Original Article - Year 2026 - Volume 41Issue 1
Retrospective Analysis of the Use of Steel Wires and Dermotraction for Gradual Closure of Complex Wounds in a Reference Trauma Hospital in Paraná
Análise retrospectiva do uso de fios de aço e dermotração para fechamento gradual de feridas complexas em um hospital de referência em trauma do Paraná
ABSTRACT
Introduction Materials and
Methods We evaluated 64 medical records of patients undergoing dermotraction with steel wires or ES for the treatment of complex wounds.

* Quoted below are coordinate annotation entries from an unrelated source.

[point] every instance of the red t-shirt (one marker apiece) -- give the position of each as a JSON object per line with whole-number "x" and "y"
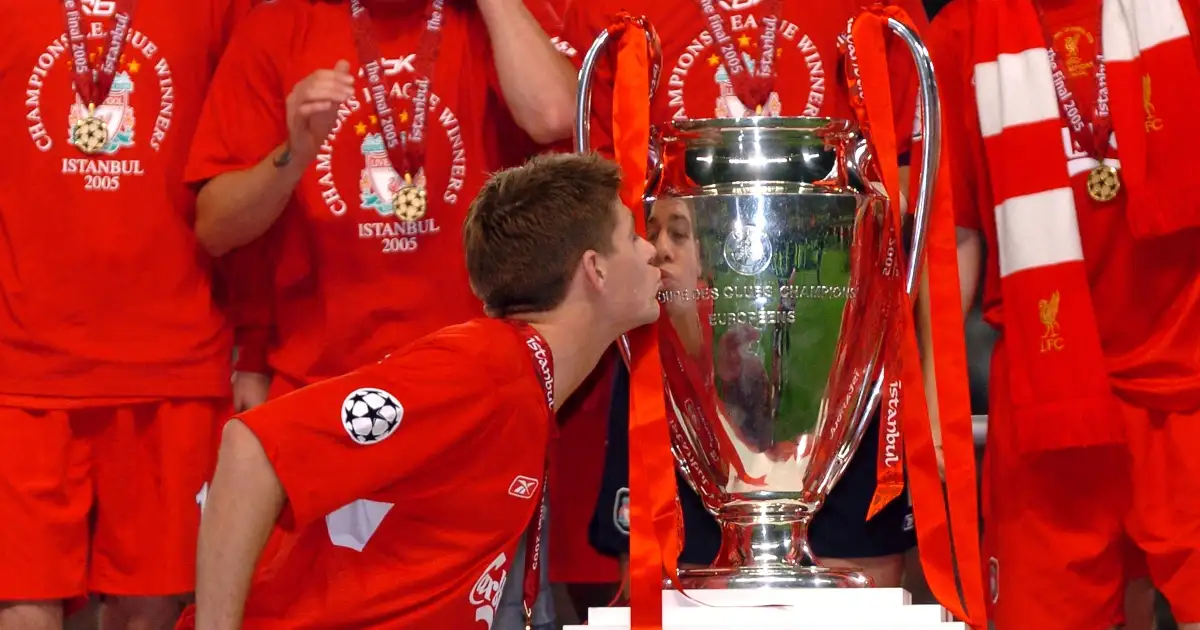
{"x": 1146, "y": 294}
{"x": 409, "y": 484}
{"x": 348, "y": 281}
{"x": 694, "y": 84}
{"x": 106, "y": 293}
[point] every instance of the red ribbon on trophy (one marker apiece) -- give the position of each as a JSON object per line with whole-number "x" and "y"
{"x": 949, "y": 547}
{"x": 655, "y": 523}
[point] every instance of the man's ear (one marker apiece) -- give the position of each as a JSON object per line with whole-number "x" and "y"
{"x": 593, "y": 269}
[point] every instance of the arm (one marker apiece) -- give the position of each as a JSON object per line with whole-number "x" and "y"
{"x": 970, "y": 264}
{"x": 259, "y": 130}
{"x": 537, "y": 81}
{"x": 238, "y": 207}
{"x": 243, "y": 505}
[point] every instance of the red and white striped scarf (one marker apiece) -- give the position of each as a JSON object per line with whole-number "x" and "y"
{"x": 1060, "y": 390}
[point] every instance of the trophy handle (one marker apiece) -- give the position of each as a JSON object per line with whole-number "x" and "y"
{"x": 587, "y": 75}
{"x": 930, "y": 115}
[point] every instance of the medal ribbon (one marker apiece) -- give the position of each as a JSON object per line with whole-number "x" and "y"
{"x": 94, "y": 87}
{"x": 753, "y": 87}
{"x": 544, "y": 369}
{"x": 406, "y": 151}
{"x": 1096, "y": 143}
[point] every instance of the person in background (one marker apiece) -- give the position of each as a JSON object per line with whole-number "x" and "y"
{"x": 459, "y": 425}
{"x": 114, "y": 359}
{"x": 1069, "y": 127}
{"x": 695, "y": 83}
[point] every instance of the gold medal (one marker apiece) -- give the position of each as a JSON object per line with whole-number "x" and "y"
{"x": 1103, "y": 184}
{"x": 408, "y": 204}
{"x": 90, "y": 133}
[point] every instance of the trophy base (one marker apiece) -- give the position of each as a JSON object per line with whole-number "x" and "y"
{"x": 772, "y": 576}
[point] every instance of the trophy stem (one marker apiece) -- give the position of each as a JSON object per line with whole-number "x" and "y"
{"x": 767, "y": 546}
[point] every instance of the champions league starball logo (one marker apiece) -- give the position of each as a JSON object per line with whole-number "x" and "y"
{"x": 727, "y": 102}
{"x": 370, "y": 415}
{"x": 115, "y": 113}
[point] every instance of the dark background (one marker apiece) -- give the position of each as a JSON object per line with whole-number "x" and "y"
{"x": 934, "y": 6}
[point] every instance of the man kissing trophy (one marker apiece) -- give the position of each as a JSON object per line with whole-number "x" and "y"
{"x": 792, "y": 324}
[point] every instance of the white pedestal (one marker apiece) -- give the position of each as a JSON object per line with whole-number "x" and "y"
{"x": 850, "y": 609}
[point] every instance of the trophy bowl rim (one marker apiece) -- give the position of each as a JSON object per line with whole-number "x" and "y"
{"x": 829, "y": 125}
{"x": 754, "y": 189}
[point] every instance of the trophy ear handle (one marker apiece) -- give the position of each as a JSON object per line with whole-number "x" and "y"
{"x": 929, "y": 117}
{"x": 654, "y": 162}
{"x": 621, "y": 23}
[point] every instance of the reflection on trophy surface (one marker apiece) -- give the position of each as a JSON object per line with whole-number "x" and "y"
{"x": 778, "y": 262}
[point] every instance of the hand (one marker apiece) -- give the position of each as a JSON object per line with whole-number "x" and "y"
{"x": 312, "y": 109}
{"x": 250, "y": 390}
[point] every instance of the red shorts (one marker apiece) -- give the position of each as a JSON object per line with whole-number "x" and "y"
{"x": 1066, "y": 531}
{"x": 575, "y": 481}
{"x": 103, "y": 499}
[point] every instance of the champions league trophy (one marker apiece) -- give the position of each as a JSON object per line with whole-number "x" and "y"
{"x": 773, "y": 325}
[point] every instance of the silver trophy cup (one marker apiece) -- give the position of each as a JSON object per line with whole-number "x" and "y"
{"x": 772, "y": 343}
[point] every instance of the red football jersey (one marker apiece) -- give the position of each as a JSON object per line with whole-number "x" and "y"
{"x": 106, "y": 293}
{"x": 1146, "y": 294}
{"x": 694, "y": 83}
{"x": 409, "y": 484}
{"x": 348, "y": 281}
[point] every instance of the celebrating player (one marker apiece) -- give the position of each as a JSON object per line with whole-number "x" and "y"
{"x": 801, "y": 43}
{"x": 1071, "y": 121}
{"x": 114, "y": 363}
{"x": 377, "y": 121}
{"x": 401, "y": 490}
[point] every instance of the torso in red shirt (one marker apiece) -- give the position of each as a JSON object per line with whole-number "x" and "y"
{"x": 105, "y": 291}
{"x": 1146, "y": 294}
{"x": 352, "y": 281}
{"x": 694, "y": 83}
{"x": 418, "y": 527}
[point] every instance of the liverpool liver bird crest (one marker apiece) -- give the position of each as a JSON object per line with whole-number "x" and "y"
{"x": 1049, "y": 312}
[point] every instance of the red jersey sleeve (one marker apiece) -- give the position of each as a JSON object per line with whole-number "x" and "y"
{"x": 960, "y": 124}
{"x": 354, "y": 436}
{"x": 226, "y": 16}
{"x": 904, "y": 78}
{"x": 582, "y": 23}
{"x": 245, "y": 112}
{"x": 509, "y": 143}
{"x": 249, "y": 274}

The study involved 58 patients undergoing dermotraction, including 50 with KWs, 6 with ES, and 2 using KWs plus ES.
Results The average length of stay was 82.54 days for patients using KWs, 26.8 daysfor those using ES, and 20 days for those using a combination of KWs and ES. In terms of complications, 6% of the patients using KWs suffered loss of traction, 2% presented with suture dehiscence, and 2% had deep vein thrombosis. Patients undergoing treatment with ES or KWs plus ES presented no complications.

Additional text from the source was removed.